Перепроизводство людей и пролетаризация S.539
Следуя своей необузданной потребности в подданных новый Левиафан отдает распоряжение о самом массовом дерегулировании, которое когда-либо наблюдалось в истории человеческого воспроизводства – за исключением демографических взрывов XX в. в мусульманской сфере и некоторых зонах ранее так называемого Третьего мира. В течение нескольких поколений благодаря последовательной "политике ведьм" как сверху, так и снизу в ведущих нациях Европы (которые, кстати, все еще с ужасом вспоминают депопуляционную катастрофу XIV века и боятся периодически повторяющихся эпидемий) будет зафиксирован сначала постоянный рост, а затем взрыв рождаемости.

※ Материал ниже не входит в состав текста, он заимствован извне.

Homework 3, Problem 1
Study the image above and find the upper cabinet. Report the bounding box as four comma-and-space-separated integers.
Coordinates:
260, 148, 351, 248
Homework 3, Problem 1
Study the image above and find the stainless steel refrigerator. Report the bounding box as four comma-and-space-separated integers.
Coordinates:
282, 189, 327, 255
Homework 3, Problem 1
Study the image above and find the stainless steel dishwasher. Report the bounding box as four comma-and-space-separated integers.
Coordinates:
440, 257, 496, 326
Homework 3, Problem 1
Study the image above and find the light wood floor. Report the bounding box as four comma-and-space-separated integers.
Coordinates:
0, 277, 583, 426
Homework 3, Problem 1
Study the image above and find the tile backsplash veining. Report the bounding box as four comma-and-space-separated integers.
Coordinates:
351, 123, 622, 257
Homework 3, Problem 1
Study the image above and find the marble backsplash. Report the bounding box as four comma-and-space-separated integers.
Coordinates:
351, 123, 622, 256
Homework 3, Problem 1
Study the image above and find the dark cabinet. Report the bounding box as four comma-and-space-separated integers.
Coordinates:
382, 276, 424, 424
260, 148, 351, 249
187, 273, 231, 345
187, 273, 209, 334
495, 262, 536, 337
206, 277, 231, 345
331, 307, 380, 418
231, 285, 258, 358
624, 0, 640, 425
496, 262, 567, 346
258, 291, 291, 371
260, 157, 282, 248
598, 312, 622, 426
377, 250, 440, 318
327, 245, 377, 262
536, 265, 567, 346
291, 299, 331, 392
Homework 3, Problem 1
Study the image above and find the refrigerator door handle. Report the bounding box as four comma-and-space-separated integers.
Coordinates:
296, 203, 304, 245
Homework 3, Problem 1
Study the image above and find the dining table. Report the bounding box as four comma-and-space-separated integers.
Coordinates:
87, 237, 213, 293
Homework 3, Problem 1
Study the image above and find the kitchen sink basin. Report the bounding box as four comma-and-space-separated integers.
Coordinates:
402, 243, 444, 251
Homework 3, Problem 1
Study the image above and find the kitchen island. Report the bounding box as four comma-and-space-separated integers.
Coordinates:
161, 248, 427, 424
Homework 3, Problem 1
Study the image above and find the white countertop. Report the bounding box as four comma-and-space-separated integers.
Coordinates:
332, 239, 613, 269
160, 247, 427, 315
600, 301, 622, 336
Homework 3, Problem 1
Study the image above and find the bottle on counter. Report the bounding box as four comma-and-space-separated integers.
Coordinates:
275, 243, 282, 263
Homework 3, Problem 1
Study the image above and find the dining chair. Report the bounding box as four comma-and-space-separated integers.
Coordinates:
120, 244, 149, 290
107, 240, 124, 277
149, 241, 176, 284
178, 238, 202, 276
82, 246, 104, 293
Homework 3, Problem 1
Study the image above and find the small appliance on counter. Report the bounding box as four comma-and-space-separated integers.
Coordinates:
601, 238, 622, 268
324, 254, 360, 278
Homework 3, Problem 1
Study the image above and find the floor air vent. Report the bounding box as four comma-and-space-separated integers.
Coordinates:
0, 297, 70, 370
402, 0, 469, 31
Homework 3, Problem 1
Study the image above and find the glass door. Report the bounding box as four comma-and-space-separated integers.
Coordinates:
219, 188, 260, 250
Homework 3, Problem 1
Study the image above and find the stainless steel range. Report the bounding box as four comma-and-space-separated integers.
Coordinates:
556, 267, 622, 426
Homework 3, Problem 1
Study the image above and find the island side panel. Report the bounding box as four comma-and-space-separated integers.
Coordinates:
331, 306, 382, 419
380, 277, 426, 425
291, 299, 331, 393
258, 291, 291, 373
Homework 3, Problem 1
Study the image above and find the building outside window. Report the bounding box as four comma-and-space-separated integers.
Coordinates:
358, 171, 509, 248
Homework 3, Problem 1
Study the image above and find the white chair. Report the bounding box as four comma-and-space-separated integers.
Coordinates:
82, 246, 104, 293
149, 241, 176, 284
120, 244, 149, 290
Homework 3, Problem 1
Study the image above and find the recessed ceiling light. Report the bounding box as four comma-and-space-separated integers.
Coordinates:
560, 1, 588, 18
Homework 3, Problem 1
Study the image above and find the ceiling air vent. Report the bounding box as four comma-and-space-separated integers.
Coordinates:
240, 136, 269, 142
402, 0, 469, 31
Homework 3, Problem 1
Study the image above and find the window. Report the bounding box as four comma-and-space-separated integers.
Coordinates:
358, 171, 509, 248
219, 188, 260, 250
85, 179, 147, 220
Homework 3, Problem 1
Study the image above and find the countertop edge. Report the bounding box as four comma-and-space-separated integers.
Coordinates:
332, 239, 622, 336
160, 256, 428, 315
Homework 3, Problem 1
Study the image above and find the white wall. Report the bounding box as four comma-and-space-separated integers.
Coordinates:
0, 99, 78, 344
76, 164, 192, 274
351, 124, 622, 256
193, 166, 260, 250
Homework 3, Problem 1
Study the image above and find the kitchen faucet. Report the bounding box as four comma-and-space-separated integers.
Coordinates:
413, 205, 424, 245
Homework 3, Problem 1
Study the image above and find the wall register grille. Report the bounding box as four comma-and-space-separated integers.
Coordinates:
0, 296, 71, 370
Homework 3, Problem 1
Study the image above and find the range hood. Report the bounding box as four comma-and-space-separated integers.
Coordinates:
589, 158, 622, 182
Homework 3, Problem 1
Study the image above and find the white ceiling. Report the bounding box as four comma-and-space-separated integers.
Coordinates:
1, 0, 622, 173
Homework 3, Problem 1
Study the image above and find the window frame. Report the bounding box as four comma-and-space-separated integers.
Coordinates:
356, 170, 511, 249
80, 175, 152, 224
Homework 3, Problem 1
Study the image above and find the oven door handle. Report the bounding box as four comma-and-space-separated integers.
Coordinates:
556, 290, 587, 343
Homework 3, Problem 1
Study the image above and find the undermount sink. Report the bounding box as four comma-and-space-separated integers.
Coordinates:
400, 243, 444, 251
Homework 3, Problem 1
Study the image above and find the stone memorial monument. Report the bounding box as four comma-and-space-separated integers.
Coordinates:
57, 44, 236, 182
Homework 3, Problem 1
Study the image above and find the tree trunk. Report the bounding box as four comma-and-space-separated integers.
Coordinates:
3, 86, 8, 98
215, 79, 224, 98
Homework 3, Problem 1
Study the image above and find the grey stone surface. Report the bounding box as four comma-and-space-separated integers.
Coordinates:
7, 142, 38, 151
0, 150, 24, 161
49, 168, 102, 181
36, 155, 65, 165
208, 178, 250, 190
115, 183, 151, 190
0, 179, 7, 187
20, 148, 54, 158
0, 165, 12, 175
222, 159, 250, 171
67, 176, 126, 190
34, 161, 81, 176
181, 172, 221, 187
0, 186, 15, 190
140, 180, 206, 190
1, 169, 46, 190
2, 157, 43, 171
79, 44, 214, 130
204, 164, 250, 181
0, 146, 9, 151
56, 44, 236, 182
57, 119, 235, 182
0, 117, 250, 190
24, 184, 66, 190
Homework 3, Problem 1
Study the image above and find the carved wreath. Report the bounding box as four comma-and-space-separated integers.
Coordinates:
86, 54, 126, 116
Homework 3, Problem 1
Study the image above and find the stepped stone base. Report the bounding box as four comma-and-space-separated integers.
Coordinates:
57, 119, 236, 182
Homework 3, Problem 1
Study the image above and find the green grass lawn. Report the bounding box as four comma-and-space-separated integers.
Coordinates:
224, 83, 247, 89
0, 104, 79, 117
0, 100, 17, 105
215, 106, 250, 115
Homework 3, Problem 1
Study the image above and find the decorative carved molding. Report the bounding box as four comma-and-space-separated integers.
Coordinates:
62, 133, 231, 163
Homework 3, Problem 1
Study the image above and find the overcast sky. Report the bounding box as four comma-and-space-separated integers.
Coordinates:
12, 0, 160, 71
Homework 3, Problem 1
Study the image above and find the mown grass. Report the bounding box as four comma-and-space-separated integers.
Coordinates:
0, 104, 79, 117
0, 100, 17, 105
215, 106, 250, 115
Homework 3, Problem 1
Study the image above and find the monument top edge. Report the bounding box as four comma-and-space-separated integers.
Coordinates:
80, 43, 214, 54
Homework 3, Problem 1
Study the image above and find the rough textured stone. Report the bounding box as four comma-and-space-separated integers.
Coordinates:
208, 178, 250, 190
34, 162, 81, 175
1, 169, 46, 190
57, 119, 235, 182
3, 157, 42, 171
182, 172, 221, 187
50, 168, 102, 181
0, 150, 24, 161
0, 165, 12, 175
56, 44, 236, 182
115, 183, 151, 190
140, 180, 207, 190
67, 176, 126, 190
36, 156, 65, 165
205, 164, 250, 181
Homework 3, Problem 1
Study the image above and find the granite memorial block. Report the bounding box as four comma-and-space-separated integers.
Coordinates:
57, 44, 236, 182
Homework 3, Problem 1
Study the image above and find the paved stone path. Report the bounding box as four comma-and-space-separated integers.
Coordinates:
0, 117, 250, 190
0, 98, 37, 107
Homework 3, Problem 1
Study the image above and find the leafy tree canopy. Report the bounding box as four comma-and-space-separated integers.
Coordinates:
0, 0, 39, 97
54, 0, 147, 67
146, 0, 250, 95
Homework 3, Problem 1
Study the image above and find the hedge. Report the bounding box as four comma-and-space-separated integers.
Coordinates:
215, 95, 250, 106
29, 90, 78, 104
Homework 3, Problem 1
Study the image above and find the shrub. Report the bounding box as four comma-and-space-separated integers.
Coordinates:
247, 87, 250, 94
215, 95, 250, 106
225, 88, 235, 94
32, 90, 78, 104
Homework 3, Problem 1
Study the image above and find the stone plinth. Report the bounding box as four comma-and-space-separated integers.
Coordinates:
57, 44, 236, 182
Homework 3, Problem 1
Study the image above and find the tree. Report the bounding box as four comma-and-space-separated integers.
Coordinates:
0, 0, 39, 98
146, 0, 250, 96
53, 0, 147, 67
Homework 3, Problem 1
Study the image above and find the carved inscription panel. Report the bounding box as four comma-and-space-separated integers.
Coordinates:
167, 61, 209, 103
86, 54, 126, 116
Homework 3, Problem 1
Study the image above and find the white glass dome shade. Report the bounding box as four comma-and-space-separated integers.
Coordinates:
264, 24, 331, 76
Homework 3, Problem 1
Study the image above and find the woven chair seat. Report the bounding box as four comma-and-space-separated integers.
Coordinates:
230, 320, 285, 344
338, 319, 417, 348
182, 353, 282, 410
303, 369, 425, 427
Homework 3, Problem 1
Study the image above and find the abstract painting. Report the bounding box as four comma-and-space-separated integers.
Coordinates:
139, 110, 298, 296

За период немногим более двухсот пятидесяти лет из эффектов абсолютистской биополитики (хотя и временно приглушенных последствиями Тридцатилетней войны) складывается человеческое цунами, гребень которого опрокидывается в XIX веке – одна из предпосылок не только для появления обреченного на фрустрацию "пролетариата", т.е. класса не владеющих собственностью рабочих, вынужденных зарабатывать на жизнь на рынках вне семейных хозяйств, но и для необозримого экспорта людей, неверно понятого марксистами как "империализм", который обеспечил кадры для заселения трех континентов – Южной Америки, Северной Америки и Австралии, а также для частичной оккупации европейцами остальных континентов.

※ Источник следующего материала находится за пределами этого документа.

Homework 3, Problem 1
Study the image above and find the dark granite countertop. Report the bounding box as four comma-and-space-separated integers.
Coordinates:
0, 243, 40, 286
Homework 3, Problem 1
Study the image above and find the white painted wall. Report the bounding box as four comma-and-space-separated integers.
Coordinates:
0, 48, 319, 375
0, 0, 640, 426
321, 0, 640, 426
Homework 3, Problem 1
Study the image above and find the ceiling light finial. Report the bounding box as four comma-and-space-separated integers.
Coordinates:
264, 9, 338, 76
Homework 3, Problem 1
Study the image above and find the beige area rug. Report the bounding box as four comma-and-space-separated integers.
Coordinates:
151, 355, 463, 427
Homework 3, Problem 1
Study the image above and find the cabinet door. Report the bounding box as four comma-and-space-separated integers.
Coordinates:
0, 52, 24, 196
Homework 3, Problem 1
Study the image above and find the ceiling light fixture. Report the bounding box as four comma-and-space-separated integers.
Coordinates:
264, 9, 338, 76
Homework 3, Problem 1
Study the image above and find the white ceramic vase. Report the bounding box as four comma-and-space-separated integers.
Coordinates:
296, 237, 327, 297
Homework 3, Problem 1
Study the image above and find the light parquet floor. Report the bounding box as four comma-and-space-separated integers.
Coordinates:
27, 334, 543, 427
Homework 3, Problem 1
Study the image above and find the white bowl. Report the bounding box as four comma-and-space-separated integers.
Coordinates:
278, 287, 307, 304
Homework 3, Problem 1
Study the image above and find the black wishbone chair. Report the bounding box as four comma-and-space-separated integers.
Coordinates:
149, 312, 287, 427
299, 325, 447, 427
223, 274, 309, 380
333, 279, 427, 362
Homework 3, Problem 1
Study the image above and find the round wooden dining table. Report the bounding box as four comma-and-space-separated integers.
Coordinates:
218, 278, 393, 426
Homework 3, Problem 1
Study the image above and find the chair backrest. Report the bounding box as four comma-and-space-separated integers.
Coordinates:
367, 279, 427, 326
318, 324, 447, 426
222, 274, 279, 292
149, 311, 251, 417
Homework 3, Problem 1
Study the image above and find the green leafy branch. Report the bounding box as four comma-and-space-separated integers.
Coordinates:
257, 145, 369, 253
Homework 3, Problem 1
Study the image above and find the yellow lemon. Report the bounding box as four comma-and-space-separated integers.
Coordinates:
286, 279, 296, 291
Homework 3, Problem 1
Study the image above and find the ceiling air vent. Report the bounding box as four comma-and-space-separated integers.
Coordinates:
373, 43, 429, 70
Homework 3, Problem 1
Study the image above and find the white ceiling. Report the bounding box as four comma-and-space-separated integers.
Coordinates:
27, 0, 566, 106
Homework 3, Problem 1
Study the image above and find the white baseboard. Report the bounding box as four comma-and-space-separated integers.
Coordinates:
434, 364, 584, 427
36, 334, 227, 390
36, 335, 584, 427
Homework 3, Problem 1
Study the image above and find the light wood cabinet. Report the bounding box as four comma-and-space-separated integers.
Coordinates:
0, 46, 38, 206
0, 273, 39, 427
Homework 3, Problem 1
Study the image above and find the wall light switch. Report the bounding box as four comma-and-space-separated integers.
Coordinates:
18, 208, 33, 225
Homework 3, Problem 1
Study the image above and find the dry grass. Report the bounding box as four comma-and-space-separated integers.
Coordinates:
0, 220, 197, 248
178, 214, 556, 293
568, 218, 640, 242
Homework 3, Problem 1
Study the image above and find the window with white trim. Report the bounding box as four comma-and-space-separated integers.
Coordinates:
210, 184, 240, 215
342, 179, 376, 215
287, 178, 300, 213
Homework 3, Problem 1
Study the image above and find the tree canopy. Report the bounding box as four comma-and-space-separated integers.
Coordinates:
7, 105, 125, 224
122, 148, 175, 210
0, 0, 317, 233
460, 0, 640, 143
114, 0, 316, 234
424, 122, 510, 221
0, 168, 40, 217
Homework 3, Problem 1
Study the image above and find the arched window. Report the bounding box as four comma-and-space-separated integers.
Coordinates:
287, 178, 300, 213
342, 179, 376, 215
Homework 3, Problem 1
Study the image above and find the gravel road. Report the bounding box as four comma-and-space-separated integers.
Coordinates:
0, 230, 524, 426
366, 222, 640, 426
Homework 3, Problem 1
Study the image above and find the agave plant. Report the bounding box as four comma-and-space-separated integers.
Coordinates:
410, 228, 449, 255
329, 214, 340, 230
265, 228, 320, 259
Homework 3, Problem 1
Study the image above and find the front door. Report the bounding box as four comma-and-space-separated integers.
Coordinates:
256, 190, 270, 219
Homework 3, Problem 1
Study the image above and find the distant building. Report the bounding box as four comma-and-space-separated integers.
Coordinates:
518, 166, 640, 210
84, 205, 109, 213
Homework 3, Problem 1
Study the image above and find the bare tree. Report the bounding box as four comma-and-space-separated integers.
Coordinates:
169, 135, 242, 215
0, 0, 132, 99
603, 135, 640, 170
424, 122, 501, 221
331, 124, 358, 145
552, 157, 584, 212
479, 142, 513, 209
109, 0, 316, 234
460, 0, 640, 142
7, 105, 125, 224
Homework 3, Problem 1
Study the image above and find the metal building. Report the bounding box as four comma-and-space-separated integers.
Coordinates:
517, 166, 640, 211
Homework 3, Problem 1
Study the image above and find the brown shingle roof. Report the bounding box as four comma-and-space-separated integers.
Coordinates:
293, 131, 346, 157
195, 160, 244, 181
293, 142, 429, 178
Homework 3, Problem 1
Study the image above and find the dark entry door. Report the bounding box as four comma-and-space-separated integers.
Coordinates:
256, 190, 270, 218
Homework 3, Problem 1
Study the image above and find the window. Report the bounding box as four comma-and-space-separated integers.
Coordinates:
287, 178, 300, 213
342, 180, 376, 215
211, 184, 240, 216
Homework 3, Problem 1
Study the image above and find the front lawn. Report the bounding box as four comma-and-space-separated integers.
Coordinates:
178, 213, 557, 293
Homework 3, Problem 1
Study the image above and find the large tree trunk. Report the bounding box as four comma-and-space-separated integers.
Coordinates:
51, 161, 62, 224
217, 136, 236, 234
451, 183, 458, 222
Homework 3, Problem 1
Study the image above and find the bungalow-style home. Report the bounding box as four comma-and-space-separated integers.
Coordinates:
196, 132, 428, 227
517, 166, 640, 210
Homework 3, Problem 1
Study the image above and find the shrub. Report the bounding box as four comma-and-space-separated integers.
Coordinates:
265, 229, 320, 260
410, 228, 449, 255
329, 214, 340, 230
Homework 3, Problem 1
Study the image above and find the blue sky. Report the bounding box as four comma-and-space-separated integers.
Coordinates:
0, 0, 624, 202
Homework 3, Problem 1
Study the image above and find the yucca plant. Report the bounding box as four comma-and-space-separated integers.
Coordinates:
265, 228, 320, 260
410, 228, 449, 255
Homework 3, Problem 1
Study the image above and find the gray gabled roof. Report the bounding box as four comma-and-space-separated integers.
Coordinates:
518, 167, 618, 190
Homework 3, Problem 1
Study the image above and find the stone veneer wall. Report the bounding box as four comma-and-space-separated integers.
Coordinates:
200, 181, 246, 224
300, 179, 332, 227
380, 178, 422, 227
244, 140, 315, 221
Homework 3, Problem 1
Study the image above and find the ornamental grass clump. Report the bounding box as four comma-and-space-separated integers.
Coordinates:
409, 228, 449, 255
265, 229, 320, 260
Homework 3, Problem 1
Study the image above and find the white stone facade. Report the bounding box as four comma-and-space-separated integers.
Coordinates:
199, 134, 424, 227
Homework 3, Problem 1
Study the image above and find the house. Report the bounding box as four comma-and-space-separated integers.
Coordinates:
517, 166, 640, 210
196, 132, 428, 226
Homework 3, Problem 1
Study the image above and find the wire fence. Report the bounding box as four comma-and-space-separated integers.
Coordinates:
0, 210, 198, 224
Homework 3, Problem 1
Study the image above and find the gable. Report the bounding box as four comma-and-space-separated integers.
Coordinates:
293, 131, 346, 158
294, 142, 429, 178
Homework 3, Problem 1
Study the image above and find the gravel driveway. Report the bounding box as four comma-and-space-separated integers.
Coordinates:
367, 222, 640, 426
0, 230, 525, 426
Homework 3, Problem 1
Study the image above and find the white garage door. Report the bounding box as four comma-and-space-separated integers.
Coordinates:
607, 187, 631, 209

Та же демографическая волна захлестывает европейские "общества" множеством непригодных, небрежных и несчастных, которых не могут поглотить ни рынки труда, ни войска, ни тем более военно-морской флот или заморские маршруты. Именно они, начиная с XVII века, породили первые ранние формы социального государства, Etat providence, и провоцировали вмешательство. На их судьбы натолкнулся Фуко в своих исследованиях по истории современных дисциплинарных систем. Не в укор ему однако должна служить констатация того, что объяснительная ценность его исследований снижается ввиду недостаточного учета демографического аспекта предмета этих исследований, довольно обескураживающее заключение в отношение ученого, чья сегодняшняя репутация основана почти исключительно на его предполагаемом открытии механизмов биовласти. Что такое демографическая политика, как не крайний случай биополитики? Кажется, настало время спокойно констатировать, что Фуко, особенно в начале своих исследований дисциплинарного общества, поддался огромной оптической иллюзии, желая объяснить перепись государством непригодных избыточных людей, о существовании которых часто свидетельствует не более чем запись в актах абсолютистских администраций, действием принципиально репрессивной этатизированной дисциплинарной власти. В действительности меры государства раннего Нового времени на фронте политики бедности могут быть поняты только как более или менее механическое противодействие его собственным чрезмерным успехам в области производства людей. То, что с точки зрения генеалогии тюрьмы выглядит как квинтэссенция "дисциплинарной власти", с государственно-функциональной точки зрения уже следует понимать как форму власти социального обеспечения, составляющую современное социальное государство – задолго до того, как в XIX веке возникнет присущий капитализму "социальный вопрос". И действительно, меры по дисциплинированию бедных в классическую эпоху уже содержат уступку принципу антропологического просвещения, согласно которому человека делает человеком не пища, а включение в символический порядок – "социализация", на жаргоне XX века. А что такое социализация, как не одна из масок, за которыми скрывается упражняющаяся жизнь в эпоху, заколдованной трудом и господством?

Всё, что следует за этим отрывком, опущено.